There is no effect of the treatment (or its announcement) prior to the time period assigned as its start (similar to a consistency or SUTVA assumption across periods). A washout period can be incorporated if necessary.
Placebo/specification tests:
In-time: conduct the same DID analysis on a time period prior to the actual treatment initiation
In-space: conduct the same DID analysis as if an untreated unit were the treated one
Alternative outcome: conduct the same DID analysis on an outcome that should not be affected by the treatment
These approaches can be used either:
as a heuristic justification for the assumption,
to obtain a null distribution for permutation tests, or
to adjust the estimate for the “null” effect (difference-in-difference-in-differences or triple-differences).
Changing the scale of the outcome changes the parallel trends assumption. The most common transformation is to use the natural log.
E.g., \(\log(Y_{it}) = \alpha_i + \gamma_t + \theta I(X_{it}=1) + \epsilon_{it}\)
Changes parallel trends assumption to:
\[ \begin{aligned} E[\color{purple}{\log Y_{11}(0) - \log Y_{10}(0)}] &= E[\color{darkgreen}{\log Y_{01}(0) - \log Y_{00}(0)}] \\ E \left[ \log \left( \color{purple}{\frac{Y_{11}(0)}{Y_{10}(0)}} \right) \right] &= E \left[ \log \left( \color{darkgreen}{\frac{Y_{01}(0)}{Y_{00}(0)}} \right) \right] \end{aligned} \]
Caution
Only one scale can actually have parallel trends
This changes the estimand (e.g., additive -> multiplicative)
See Kahn-Lang and Lang (2020) for more considerations and Feng and Bilinski (2024) for examples of different scales/specifications.
Incorporating covariates makes the parallel trends assumption conditional on those covariates.
E.g., \(Y_{it} = \alpha_i + \gamma_t + \theta I(X_{it}=1) + \beta Z_{i} + \epsilon_{it}\)

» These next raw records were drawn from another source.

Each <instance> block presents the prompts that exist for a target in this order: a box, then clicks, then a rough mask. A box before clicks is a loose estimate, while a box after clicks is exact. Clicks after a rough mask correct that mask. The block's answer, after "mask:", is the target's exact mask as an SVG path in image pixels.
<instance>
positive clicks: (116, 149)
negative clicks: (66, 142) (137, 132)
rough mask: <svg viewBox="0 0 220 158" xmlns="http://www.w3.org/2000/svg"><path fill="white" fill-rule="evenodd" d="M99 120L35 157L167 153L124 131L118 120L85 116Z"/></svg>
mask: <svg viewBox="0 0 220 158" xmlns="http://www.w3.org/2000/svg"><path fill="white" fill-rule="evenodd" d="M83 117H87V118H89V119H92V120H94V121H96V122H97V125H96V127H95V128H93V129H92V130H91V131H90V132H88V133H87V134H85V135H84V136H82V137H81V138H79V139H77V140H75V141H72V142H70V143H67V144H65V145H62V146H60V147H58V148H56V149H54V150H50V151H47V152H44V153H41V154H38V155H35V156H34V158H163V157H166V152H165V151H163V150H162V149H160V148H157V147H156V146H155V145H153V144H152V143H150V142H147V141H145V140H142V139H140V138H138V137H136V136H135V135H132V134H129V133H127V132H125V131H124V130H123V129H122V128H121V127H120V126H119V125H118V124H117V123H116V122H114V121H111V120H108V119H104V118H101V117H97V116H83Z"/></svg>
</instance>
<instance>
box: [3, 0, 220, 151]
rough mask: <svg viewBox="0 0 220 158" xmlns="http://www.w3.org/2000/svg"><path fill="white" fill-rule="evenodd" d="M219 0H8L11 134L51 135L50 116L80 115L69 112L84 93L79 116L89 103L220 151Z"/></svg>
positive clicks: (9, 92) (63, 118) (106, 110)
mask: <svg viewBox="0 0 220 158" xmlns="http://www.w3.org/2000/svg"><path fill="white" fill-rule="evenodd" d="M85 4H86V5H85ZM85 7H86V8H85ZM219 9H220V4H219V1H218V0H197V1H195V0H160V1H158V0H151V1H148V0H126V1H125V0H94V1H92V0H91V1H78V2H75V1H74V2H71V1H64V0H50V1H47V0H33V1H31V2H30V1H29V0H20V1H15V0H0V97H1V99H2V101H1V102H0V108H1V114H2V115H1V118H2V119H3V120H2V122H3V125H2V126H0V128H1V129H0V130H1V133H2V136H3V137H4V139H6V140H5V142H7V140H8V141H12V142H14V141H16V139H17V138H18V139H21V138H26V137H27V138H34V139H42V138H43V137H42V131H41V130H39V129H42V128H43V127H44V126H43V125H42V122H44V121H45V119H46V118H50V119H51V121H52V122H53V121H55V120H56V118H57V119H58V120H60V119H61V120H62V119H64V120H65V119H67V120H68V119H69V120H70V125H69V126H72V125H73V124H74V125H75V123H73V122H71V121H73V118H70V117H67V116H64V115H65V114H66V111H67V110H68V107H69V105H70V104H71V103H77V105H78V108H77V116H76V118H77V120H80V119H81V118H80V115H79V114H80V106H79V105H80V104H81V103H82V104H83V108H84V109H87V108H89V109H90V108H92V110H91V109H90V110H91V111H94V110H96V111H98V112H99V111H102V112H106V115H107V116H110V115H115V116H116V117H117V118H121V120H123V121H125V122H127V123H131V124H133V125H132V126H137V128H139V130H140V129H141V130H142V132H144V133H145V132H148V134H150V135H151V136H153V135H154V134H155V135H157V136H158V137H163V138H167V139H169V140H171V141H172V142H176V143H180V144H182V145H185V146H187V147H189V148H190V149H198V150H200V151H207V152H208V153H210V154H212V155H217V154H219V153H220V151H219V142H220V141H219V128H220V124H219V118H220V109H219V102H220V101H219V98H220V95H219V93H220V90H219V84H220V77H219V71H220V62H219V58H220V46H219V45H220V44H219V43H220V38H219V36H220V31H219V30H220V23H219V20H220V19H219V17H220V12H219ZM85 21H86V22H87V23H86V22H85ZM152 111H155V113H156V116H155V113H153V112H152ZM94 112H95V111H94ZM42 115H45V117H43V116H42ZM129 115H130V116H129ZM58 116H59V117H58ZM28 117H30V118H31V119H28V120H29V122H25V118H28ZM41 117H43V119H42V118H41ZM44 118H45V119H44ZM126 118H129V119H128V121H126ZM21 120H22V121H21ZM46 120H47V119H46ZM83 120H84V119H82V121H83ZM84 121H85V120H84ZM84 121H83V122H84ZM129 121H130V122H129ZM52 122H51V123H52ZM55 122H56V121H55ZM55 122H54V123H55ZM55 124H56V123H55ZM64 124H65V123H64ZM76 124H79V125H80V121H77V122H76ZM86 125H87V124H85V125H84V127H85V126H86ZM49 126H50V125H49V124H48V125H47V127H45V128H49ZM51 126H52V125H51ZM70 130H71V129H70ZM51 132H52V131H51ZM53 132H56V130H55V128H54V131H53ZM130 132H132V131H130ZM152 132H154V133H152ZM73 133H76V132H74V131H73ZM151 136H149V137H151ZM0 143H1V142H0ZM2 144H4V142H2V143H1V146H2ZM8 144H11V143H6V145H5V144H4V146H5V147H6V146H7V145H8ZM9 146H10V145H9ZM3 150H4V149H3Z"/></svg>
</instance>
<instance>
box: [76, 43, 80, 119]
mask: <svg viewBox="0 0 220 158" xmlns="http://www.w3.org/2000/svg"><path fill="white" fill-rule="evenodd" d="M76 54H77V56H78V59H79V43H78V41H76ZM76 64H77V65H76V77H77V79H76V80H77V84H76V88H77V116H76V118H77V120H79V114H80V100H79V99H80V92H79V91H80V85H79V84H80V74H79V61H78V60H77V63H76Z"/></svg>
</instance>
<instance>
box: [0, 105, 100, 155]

Changes parallel trends assumption to:
\[ E[\color{purple}{Y_{11}(0) - Y_{10}(0)} ~ | ~ Z_1] = E[\color{darkgreen}{Y_{01}(0) - Y_{00}(0)} ~ | ~ Z_0] \]
Caution
This makes the parallel trends assumption more complex to consider and requires modeling covariates
This changes the estimand and assumes the effect is homogeneous across covariates
See Caetano and Callaway (2023) for issues that arise with time-varying covariates.